Barro cautions that negotiating smaller bond payments would still be “a partial default.” Potentially, if you’re already annoying the bond markets with a partial default, it might be worth going all the way.

“There was a trade of these bonds in late May, after 38 Studios had started to fall apart, and there was only the slightest upward tick in the yield of the bonds.” That indicates that bond markets really believe that the obligation will be covered in full.

1:13 p.m.
Barro says RI has the foundation for a knowledge industry, but it needs a good fiscal structure above that.

1:14 p.m.
Audience question: Do we know who holds the bonds?

Barro: That information isn’t really available. Bonds tend to be within the state, but this wasn’t tax free, so some might have gone out of state.

In the audience, Gio Ciccione notes that EDC, which issued the debt, has assets of its own.

Gio Ciccione

Flanders says he isn’t sure whether bond holders could go after EDC’s assets. Quonset, for one, is effectively a separate entity.

1:17 p.m.
Bob Cusack says that EDC may be a pass-through entity, not a guarantor. (Now listing his credentials in finance and in the bond market.) “To me, a moral obligation means something, but in light of our circumstances in Rhode Island… there ought to be a dialogue” with representatives and constituents about paying the debt.

(Pictured here after the panel, center, speaking with Sasse & a Providence Journal reporter.)

Bob Cusack & Gary Sasse

He also says that the bond insurers have to be considered in all talk about negotiation with bond holders.

1:20 p.m.
Cusack giving a brief history of bonds, insurance, default, politics. (Sounds like testimony. Sadly, the three people on the panel are not the decision makers, in this case.)

1:22 p.m.
Barro says people worry too much about bond ratings. At the level of local fire district, lenders don’t know with whom they’re dealing, so ratings are important.
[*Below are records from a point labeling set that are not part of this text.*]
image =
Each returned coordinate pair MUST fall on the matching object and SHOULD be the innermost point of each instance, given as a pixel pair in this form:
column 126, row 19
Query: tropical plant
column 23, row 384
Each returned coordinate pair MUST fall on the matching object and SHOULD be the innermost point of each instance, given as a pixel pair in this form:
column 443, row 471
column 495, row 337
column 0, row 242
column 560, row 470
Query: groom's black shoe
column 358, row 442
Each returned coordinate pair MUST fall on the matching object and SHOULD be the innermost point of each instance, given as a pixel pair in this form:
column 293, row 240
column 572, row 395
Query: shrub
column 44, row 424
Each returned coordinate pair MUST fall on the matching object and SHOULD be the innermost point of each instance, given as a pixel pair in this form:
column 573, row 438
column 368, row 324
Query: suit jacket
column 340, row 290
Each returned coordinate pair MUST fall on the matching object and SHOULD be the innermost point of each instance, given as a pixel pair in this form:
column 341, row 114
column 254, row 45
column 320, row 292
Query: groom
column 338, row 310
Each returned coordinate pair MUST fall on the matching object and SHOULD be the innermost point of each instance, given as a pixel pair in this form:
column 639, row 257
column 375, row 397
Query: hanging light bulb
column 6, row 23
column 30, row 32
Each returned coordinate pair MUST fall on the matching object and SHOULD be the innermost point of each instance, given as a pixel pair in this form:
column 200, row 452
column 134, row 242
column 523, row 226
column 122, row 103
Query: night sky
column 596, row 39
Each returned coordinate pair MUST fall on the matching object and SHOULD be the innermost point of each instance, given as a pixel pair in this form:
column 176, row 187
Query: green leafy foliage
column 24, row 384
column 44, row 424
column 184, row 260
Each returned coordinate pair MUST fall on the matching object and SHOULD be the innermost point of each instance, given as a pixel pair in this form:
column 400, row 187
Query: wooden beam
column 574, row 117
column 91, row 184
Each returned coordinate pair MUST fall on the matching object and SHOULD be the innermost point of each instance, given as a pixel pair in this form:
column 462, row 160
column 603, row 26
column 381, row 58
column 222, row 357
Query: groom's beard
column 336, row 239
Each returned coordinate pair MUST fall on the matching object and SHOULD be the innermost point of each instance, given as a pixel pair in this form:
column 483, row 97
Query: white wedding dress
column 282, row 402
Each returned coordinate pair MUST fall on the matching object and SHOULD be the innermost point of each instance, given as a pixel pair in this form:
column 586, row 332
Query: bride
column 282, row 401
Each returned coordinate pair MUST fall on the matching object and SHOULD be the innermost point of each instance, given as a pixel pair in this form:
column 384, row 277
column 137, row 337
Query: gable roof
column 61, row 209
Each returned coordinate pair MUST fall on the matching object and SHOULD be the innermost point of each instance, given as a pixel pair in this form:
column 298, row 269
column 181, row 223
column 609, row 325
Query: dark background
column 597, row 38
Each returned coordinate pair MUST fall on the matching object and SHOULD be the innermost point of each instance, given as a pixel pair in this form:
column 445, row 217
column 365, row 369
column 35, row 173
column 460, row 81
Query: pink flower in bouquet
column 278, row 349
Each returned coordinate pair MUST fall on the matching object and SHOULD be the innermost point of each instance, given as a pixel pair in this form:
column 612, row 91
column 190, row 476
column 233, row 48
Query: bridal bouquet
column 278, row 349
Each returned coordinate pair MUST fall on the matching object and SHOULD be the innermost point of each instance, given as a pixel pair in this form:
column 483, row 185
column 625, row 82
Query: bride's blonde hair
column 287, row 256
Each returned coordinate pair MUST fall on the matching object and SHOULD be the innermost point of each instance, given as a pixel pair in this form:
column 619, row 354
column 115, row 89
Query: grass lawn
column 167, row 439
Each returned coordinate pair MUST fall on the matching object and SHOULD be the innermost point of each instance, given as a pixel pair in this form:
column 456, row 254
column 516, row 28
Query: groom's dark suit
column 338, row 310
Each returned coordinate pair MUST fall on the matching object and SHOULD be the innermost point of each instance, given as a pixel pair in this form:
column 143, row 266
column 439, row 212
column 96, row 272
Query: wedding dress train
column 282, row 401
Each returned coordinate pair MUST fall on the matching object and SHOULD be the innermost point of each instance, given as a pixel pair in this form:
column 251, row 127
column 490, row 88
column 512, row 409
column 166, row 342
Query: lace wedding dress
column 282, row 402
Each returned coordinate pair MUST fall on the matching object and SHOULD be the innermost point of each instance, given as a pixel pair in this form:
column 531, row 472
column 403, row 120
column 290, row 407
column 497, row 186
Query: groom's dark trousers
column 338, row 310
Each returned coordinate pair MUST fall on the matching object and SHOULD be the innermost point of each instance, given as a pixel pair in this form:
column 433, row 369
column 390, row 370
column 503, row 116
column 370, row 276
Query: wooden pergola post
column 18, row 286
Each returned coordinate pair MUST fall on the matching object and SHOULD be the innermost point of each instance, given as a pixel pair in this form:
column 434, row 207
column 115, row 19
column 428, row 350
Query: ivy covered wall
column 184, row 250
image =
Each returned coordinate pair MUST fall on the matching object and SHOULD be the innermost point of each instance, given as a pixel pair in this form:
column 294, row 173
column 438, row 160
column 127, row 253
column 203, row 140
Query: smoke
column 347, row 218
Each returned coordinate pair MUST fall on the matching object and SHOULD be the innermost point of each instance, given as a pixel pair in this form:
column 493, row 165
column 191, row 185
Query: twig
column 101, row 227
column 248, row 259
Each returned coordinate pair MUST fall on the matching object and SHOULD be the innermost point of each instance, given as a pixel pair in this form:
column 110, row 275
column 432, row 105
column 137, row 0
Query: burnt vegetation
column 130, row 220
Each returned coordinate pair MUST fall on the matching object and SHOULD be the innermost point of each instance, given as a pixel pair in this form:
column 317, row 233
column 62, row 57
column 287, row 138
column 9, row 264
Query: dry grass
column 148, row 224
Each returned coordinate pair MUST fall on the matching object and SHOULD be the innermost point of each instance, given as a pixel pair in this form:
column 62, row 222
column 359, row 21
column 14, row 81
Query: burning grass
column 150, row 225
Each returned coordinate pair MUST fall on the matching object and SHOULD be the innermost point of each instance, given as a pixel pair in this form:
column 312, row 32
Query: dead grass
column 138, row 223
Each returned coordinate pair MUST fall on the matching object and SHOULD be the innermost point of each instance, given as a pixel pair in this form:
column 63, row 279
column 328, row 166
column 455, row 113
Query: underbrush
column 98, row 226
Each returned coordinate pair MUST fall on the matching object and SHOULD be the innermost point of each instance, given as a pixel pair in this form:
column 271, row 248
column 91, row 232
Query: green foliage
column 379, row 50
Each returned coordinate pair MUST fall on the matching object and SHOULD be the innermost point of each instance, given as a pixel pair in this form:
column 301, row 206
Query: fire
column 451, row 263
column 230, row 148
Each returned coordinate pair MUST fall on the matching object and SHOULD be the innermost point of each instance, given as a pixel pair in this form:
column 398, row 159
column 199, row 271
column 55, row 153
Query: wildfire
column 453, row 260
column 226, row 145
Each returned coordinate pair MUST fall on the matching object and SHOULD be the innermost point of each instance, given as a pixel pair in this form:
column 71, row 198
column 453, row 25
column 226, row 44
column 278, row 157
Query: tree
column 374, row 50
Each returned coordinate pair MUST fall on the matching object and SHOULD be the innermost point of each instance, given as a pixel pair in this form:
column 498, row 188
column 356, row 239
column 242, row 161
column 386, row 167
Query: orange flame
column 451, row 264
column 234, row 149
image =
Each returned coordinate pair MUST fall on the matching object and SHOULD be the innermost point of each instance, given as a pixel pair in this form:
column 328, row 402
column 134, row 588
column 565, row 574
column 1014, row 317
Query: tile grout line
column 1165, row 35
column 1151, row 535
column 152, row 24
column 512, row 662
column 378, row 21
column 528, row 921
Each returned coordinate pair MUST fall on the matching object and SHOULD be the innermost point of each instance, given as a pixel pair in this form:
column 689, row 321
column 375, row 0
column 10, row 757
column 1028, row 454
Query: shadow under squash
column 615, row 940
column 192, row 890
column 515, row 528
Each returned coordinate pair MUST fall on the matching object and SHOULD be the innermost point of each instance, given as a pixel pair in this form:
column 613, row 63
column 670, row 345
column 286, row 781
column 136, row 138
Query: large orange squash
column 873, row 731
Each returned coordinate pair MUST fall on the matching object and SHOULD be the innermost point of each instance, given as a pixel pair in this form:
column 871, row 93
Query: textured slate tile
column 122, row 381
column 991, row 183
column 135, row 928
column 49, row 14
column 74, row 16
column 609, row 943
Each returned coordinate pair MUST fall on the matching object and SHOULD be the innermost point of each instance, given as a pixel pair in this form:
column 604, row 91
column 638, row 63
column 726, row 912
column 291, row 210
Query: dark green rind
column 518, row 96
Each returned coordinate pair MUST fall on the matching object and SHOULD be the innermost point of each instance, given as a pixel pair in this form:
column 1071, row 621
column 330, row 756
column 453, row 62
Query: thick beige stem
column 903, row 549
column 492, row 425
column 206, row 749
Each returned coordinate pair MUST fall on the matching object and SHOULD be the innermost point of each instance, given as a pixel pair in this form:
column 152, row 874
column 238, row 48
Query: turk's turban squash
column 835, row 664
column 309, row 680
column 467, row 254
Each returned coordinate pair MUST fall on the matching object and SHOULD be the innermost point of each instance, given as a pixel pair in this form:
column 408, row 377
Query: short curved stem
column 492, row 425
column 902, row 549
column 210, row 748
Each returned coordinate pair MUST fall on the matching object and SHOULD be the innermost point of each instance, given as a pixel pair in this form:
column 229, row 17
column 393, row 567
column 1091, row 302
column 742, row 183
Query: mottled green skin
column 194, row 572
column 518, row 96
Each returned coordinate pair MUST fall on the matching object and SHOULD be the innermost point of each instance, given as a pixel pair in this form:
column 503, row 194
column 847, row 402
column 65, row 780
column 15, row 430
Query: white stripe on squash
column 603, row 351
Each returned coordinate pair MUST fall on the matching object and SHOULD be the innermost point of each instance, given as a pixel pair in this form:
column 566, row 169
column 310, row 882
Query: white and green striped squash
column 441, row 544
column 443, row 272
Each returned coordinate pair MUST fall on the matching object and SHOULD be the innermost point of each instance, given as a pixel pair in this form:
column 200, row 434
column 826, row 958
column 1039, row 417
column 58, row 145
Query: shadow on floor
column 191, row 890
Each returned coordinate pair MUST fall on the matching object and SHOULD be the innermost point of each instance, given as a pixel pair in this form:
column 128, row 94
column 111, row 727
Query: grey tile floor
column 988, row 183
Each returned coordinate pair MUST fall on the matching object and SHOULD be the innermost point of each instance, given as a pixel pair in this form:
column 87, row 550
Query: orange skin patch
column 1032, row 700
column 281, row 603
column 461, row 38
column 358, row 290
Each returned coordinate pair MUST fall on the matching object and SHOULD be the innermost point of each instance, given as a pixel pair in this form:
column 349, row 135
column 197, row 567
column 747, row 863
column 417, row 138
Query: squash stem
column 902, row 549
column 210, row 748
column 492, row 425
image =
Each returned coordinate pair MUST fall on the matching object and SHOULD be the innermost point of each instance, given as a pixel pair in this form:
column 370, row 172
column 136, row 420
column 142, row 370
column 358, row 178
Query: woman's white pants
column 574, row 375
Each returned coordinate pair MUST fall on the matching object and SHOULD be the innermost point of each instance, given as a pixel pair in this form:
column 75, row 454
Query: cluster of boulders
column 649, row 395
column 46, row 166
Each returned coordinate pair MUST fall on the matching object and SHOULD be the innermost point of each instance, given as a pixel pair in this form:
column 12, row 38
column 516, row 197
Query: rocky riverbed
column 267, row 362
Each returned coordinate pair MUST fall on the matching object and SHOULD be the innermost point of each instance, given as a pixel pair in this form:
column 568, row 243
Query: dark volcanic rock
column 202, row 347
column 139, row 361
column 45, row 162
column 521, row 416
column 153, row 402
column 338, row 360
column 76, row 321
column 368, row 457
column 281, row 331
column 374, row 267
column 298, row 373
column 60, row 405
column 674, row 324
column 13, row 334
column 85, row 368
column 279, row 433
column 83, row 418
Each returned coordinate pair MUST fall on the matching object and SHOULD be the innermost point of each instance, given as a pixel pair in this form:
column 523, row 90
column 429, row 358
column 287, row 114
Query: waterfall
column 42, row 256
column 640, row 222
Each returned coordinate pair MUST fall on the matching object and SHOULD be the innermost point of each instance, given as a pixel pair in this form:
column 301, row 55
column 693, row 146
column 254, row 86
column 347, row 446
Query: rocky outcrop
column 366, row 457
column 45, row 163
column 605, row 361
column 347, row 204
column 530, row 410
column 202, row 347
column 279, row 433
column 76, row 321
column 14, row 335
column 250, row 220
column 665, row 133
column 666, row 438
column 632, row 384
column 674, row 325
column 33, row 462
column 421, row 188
At the level of a state, lenders have a higher comfort level with its knowledge of the entity. “The real question is the reaction of the bond market, not the ratings agency.”

Cusack follows up that RI borrows cheaply because its assets are scarce, and bond holders want diversification.

1:24 p.m.
Audience question: “Should taxpayer funds be utilized to subsidize ideas,” as the major product of a “knowledge market.”

He says he knows a lot about the 38 Studios deal and couldn’t find anybody in favor of it, beforehand.

“Where was the business community when this thing first hit the news?” Says, except for Ed Mazze, Angus Davis, and himself, nobody objected. “That deal was going to happen come hell or high water.”

1:28 p.m.
Brian Bishop says that one of the reasons they rushed to have this panel is that there are rumors that the Senate might come back into session to appoint new people to the EDC board, and he hopes the hearings could expand to cover notions of oversight.

Brian Bishop

1:30 p.m.
Bishop says the bond markets appeared to approve of, essentially, a partial default on pensions.

He closes by asking whether paying off the moral obligation debt will have an effect on pension litigation.

1:31 p.m.
Flanders notes that one of the reasons the bond market liked pension reform was that, in the process, the state put bond holders first in line.

1:33 p.m.
Flanders: “Contra” some statements from Judge Taft-Carter, pension benefits aren’t really a contract. He says one legislature shouldn’t be binding future legislatures in that way.

Flanders: “There’s not going to be any miracle of the loaves and fishes, here. There are limited resources to go around, and the question is how we’re going to spread them around equitably.”

1:35 p.m.
Sasse: In closing, “we should learn from our experience” and rethink our approach to economic development.